American baseball player (1869–1924)

Reuben Crandol "Dummy" Stephenson (September 22, 1869 – December 1, 1924) was an American professional baseball first baseman and center fielder of the late 19th century. He played in eight games as an outfielder for the Philadelphia Phillies of the National League in 1892.

==Biography==
Stephenson was born in the Petersburg section of Upper Township, New Jersey. (Note: Stephenson was born "in Upper Township, a large town in Cape May County, New Jersey. During the first half of the nineteenth century the towns of Dennis and Ocean, now known as Ocean City, were separated from Upper because it was so vast. Stephenson is often cited as hailing from Petersburg, but that is merely a post office designation, not typically used as a biographical reference in baseball encyclopedias.") He was given the nickname "Dummy" due to his deafness.

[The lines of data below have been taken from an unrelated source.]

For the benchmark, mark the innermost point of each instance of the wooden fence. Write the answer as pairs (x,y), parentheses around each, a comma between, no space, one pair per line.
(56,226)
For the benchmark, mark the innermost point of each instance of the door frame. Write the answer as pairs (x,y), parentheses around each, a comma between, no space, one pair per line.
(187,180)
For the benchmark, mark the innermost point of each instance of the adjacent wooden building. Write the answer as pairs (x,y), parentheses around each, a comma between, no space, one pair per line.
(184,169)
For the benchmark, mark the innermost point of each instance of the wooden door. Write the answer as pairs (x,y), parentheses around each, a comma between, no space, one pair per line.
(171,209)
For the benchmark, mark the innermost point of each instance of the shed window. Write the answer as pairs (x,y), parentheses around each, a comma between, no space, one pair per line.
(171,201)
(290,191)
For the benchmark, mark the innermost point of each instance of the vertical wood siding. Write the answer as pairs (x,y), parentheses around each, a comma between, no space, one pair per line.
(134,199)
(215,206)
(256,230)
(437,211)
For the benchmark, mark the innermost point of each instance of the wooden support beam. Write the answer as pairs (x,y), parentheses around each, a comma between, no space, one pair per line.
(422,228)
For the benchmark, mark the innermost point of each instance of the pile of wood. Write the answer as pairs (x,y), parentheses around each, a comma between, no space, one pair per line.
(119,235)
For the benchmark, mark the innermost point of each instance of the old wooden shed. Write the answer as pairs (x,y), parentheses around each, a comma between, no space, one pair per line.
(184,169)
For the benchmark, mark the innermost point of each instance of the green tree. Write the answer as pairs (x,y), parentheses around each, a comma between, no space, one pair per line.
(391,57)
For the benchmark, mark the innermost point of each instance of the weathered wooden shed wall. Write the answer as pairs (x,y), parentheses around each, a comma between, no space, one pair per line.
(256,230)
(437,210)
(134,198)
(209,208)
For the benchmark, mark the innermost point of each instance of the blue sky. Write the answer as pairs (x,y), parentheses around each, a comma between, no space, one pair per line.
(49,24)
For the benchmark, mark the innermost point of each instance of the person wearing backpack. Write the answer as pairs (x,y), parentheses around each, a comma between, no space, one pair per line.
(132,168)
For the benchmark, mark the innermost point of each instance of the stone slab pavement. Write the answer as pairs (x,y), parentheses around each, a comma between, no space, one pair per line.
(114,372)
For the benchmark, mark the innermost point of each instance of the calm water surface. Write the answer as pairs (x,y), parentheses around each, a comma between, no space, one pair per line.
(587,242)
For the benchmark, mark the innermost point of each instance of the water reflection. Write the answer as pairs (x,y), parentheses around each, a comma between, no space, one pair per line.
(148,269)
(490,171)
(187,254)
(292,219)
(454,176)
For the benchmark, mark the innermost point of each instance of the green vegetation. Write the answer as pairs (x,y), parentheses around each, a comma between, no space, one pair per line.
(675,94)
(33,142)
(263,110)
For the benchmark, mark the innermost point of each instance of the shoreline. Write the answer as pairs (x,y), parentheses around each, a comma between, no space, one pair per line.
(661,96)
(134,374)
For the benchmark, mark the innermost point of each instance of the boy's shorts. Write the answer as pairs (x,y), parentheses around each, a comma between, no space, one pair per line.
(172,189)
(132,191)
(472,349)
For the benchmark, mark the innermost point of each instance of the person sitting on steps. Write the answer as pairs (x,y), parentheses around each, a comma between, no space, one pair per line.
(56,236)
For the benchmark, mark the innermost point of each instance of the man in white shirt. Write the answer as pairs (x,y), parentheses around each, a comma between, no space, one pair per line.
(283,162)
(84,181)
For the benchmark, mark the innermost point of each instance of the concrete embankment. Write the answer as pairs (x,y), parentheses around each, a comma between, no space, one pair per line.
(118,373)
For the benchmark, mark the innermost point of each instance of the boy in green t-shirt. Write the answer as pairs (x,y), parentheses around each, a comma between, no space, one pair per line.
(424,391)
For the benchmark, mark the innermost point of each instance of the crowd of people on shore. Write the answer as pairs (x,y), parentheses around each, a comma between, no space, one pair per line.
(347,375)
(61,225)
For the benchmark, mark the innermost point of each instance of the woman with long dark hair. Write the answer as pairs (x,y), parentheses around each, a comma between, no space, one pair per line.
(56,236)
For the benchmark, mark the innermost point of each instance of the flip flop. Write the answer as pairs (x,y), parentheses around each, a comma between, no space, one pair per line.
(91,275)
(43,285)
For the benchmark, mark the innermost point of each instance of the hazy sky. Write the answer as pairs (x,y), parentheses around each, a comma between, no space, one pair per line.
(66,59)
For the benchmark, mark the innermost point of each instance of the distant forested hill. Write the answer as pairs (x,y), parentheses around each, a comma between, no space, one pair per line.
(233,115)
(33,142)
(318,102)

Stephenson's professional baseball career spanned 1892 to 1898, plus a final season in 1900. His major league experience was limited to eight games as a center fielder for the Philadelphia Phillies in September 1892, during which he batted 10-for-37 (.270) with five runs batted in (RBIs). Stephenson then played in the Pennsylvania State League during 1893 and 1894 for three different teams. He spent 1895 in the New England League, 1896 in the Virginia League, 1897 back in the New England League, and 1898 in the New York State League. His final professional season was spent in the Atlantic League in 1900, after which he played in semi-professional leagues for several years. Statistics for most of Stephenson's minor league seasons are incomplete; he had a batting average over .300 per the limited records available. In addition to his primary positions as a center fielder and first baseman, he pitched in at least one game during both the 1893 and 1894 seasons.

Stephenson died on December 1, 1924, in Trenton, New Jersey and was interred at the Union Cemetery in South Dennis, New Jersey; he was survived by his wife and three daughters.